Hepatitis means is a disease that causes inflammation of the liver. Hepatitis is most usually caused by the hepatitis virus but there is also another cause that may result in hepatitis. This includes autoimmune hepatitis and hepatitis that occurs as a side effect of any medications, alcohol, etc.
Who Is At A Risk Of Hepatitis Viruses?
Autoimmune hepatitis occurs when your body’s immune system accidentally identifies liver cells as foreign substances and starts attacking them.
Viral hepatitis is caused by five different hepatitis. Hepatitis A, B, C, D, and E. These five viruses are responsible for five different hepatitis diseases.

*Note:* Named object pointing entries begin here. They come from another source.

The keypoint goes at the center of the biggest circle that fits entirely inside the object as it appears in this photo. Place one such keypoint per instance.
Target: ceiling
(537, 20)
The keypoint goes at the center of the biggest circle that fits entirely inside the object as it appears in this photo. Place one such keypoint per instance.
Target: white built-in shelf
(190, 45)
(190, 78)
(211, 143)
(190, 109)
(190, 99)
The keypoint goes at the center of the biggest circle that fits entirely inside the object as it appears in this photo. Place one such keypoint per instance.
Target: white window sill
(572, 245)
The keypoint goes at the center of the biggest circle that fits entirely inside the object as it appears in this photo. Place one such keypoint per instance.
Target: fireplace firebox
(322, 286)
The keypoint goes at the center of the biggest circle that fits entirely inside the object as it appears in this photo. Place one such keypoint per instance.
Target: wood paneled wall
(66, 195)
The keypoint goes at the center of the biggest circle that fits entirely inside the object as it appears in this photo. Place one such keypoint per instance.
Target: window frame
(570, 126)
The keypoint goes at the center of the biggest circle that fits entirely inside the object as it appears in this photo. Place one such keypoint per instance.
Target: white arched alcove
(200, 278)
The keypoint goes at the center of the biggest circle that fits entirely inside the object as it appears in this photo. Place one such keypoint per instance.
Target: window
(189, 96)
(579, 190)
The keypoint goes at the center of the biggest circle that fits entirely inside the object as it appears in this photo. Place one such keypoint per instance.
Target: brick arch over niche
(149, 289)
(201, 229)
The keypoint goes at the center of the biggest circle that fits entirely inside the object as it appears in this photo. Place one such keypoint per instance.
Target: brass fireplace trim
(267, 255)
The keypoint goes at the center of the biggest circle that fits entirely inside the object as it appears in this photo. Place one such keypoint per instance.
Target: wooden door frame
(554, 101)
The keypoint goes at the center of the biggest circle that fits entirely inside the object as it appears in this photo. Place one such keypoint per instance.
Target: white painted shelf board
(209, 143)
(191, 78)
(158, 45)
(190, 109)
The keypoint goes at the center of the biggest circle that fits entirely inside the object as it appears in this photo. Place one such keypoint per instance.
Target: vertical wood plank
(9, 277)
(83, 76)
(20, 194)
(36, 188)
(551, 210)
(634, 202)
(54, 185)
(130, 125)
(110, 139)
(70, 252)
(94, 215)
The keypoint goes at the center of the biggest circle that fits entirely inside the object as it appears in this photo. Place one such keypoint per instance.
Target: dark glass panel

There are a ton of hazardous factors that are related to the spread of Hepatitis infections. These risk factors are the principal justification for the spread of disease of the infection into the body.
Some of the main risk factors of the spread of Hepatitis viruses are given below:
- Geographical distribution: Geographical distribution is one of the main risk factors of Hepatitis. It can be divided into three levels. Geographies have a high levels, intermediate levels, and low levels of hepatitis. This characterization is done on the basis of the sanitary conditions and hygiene of a country. The hepatitis virus is common in low and middle-income countries where sanitation and hygiene are poor. The hepatitis virus is rare in high-income countries where sanitation and hygiene are good compared to other countries. This geographical distribution factor mainly affect children rather than adults
- Contaminated food: Hepatitis virus can be spread by foods or eatable items that are contaminated by the feces of the infected person. It can also spread through contaminated items such as vegetables, fruits, and salads that are not washed properly before using it. It is important to wash all food items even if you are going to peel them.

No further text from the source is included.